Woah, woah, woah . . . When did I say that? I obviously miscommunicated what I was thinking. Because I certainly wasn't thinking that a perfect being is incapable of creating imperfect ones. So, if that's what I actually wrote, please disregard it.
What I thought I said was that inherent to a state of perfection is consistency.
But let's look at it another way. Certainly inherent to the character of Noah's God was fairness and justice, right? So, how fair is it that the 'evil doers' in Noah's world got drowned through God's premature holy sentencing, while the 'evil doers' in other times, such as our own, get to settle with man's fallible, incomplete justice until they meet God in person? I mean, think about, Charlie Manson's still alive and well in a prison in California.
Yeah, that's not what I was saying. Sorry to have confused the issue.
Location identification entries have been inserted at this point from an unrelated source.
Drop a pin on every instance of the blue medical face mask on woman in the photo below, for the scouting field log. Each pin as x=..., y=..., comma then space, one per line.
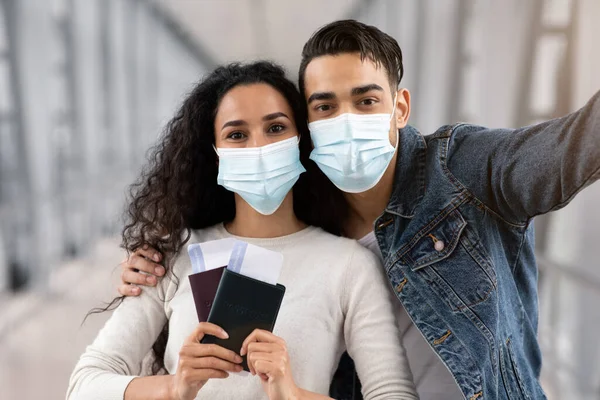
x=262, y=176
x=353, y=150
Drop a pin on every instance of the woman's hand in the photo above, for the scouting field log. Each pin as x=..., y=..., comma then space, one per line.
x=146, y=260
x=268, y=358
x=200, y=362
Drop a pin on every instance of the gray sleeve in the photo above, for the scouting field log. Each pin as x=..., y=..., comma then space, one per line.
x=525, y=172
x=115, y=357
x=371, y=333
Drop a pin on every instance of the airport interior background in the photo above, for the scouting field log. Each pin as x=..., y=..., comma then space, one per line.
x=87, y=85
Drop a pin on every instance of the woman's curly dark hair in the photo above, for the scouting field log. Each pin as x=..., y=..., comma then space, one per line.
x=178, y=191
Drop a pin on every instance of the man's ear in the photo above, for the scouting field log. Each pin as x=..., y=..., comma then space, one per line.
x=402, y=107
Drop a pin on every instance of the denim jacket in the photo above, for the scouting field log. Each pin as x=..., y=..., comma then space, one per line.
x=458, y=245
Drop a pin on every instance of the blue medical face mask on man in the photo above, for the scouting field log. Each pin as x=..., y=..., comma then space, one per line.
x=262, y=176
x=353, y=150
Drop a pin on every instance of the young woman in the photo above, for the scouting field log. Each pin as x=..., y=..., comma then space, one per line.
x=225, y=168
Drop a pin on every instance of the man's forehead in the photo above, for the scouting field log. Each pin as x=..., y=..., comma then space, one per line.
x=342, y=72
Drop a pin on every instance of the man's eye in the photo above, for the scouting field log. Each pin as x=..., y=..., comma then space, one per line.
x=235, y=135
x=277, y=128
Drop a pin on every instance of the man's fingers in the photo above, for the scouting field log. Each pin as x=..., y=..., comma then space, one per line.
x=130, y=276
x=142, y=264
x=149, y=252
x=129, y=290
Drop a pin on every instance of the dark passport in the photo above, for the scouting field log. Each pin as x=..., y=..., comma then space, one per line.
x=204, y=288
x=241, y=305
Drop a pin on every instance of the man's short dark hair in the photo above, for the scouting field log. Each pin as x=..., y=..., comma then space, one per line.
x=350, y=36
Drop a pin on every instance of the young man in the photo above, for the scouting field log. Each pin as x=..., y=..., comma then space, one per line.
x=450, y=214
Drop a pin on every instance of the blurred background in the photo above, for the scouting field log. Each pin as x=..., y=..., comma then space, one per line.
x=87, y=85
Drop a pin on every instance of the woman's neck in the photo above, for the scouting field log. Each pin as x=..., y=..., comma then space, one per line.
x=250, y=223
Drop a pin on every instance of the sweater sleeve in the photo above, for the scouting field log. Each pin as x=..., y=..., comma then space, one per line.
x=115, y=357
x=371, y=332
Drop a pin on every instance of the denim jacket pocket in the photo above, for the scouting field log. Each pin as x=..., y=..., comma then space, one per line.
x=446, y=257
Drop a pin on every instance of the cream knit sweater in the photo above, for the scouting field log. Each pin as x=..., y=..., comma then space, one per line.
x=336, y=299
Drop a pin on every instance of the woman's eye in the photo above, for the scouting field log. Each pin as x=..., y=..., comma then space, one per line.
x=235, y=135
x=323, y=107
x=276, y=128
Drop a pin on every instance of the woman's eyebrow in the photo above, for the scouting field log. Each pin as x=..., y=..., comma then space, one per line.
x=273, y=116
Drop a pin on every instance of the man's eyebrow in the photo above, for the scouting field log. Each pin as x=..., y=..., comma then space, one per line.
x=273, y=116
x=237, y=122
x=321, y=96
x=365, y=89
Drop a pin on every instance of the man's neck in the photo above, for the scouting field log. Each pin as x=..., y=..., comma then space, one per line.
x=367, y=206
x=250, y=223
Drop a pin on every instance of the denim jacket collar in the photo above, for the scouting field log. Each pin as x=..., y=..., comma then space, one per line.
x=409, y=180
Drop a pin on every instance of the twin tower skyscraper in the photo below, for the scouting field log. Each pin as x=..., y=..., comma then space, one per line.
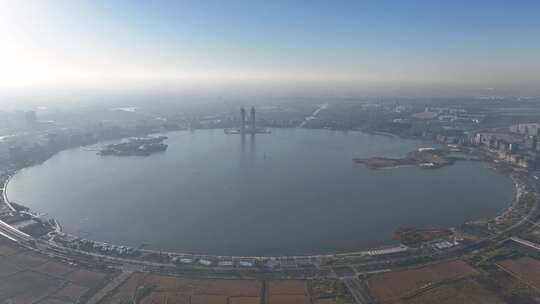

I was not saying that God must be forced to create perfect beings or be satisfied with their imperfection, so if it came out that way, please look past it.
Again, there is a notion of fairness and justice that is more centrally inherent to God's 'perfection'. If He is perfectly fair and just, then destroying a whole planet of people, even itty,bitty newborn babies who've not been given a chance to reform seems a bit 'extreme' to me. Again, granted, if God's omniscience allows him to know that those itty, bitty babies are going to grow up to be godless douche bags, then I find there still to be an inconsistency since God hasn't approached Divine Justice with the same sort of inflexible flood-like effectiveness in all instances as he did in Noah's time. It's, like, acccording to the Noah story, God just got really ticked off at everybody and shut down the party. That doesn't seem fitting with his perfectly just and fair nature, as ascribed to him by many Christians.